Love Wins seems like a particularly appropriate subject for the day after Easter, the day we celebrate the triumph of Jesus Christ (warning:  YouTube link).

I finally got around to reading Rob Bell’s Book, Love Wins (if you haven’t heard of the hubbub about this book see this and this and this and this).  Bell is the pastor of Mars Hill Bible Church in Grand Rapids, MI and is a significant younger leader in American evangelicalism.  

The Math

Bell begins with a story of an art show at his church where an artist included a quotation from Ghandi in the piece.  Someone pinned to this work a piece of paper that read, “Reality check:  He’s in Hell.”  The certainty of the statement disturbed Bell, raising profound questions about the nature of God and the role of our beliefs in our relationship with God:  is it our profession of belief in Jesus Christ that secures our salvation?  This raises for Bell what I like to call “the math question.”  Evangelical leaders from John Stott to Billy Graham have puzzled over how many would be saved.  The math question arises from two claims:  1) that salvation only belongs to those who explicitly accept Jesus Christ as Lord and Savior; and 2) The God of Christian faith is a generous expensive God and it is inconceivable that only a small minority of human beings throughout history will be saved. 

 Bell asks the question in a particularly poignant manner: 

 If there are only a select few who go to heaven, which is more terrifying to fathom:  the billions who burn forever or the few who escape this fate?  How does a person end up being one of the few? 

Chance?

Luck?

Random selection?

Being born in the right place, family, or country?

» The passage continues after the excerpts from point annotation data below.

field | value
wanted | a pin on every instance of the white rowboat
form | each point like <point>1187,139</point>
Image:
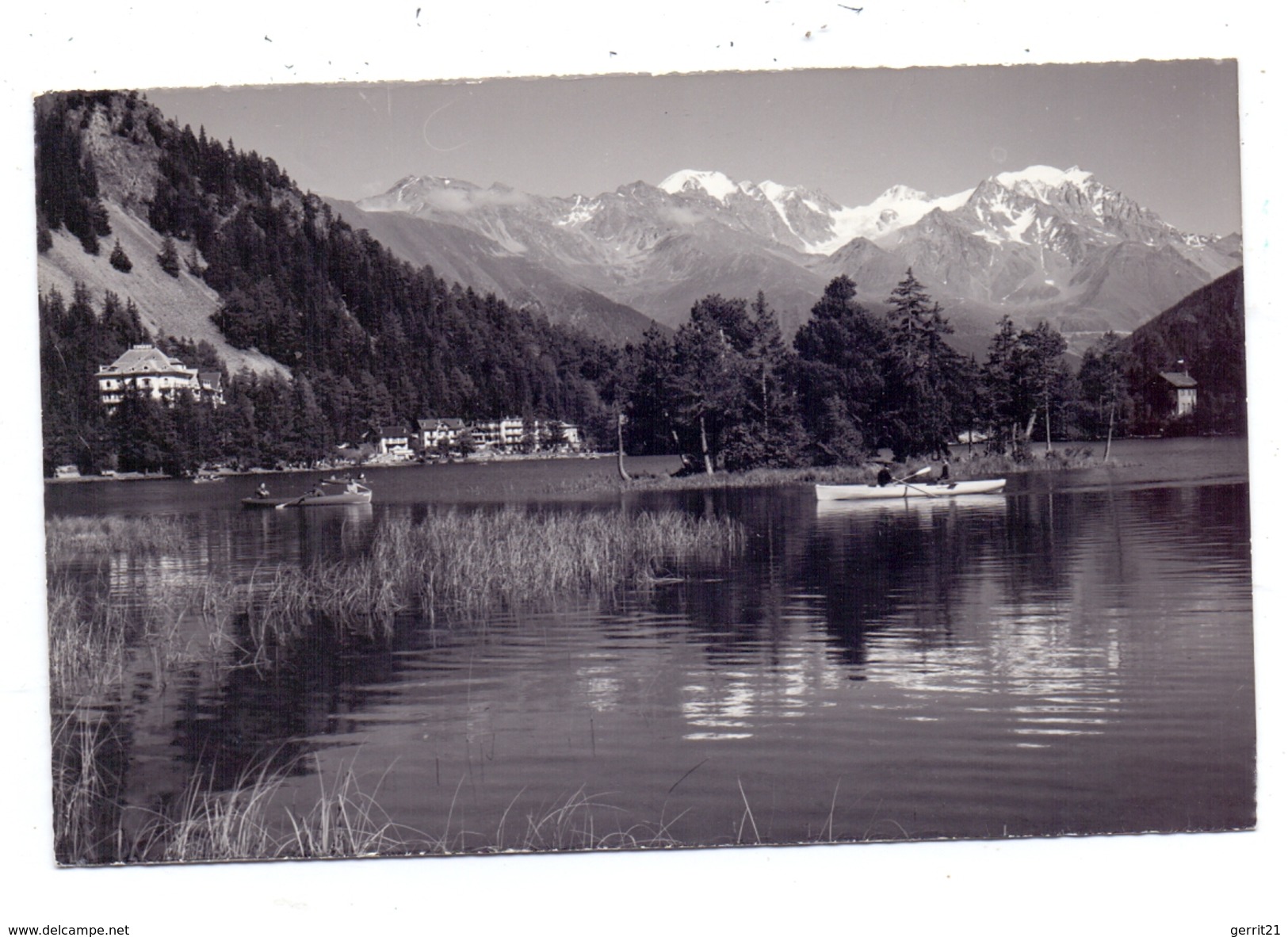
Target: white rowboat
<point>863,492</point>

Having a youth pastor who “relates better to the kids”? (p. 3)

 Bell’s framing of the issue puts him squarely in that part of evangelicalism that has emphasized “making a decision for Christ.”  This is not the dominant expression of evangelicalism in the PC(USA) where a more Calvinistic strain has emphasized conversion, but not so much a time and place decision.  So, in one sense reading Love Wins is for Presbyterians, evangelical or not, a window into another part of Christ’s church.  And for us, it can be easy to dismiss this preoccupation with whether or not we go to heaven or hell as so twentieth century

But Bell’s book is a readable and helpful exploration on that character of God and Christian discipleship.  Bell is especially helpful at taking words like eternal life, hell, and heaven and reexamining them in biblical context.  And any of us in the PC(USA) would be well-served by paying attention to Bell’s serious treatment on heaven, hell, salvation, and the Christian life.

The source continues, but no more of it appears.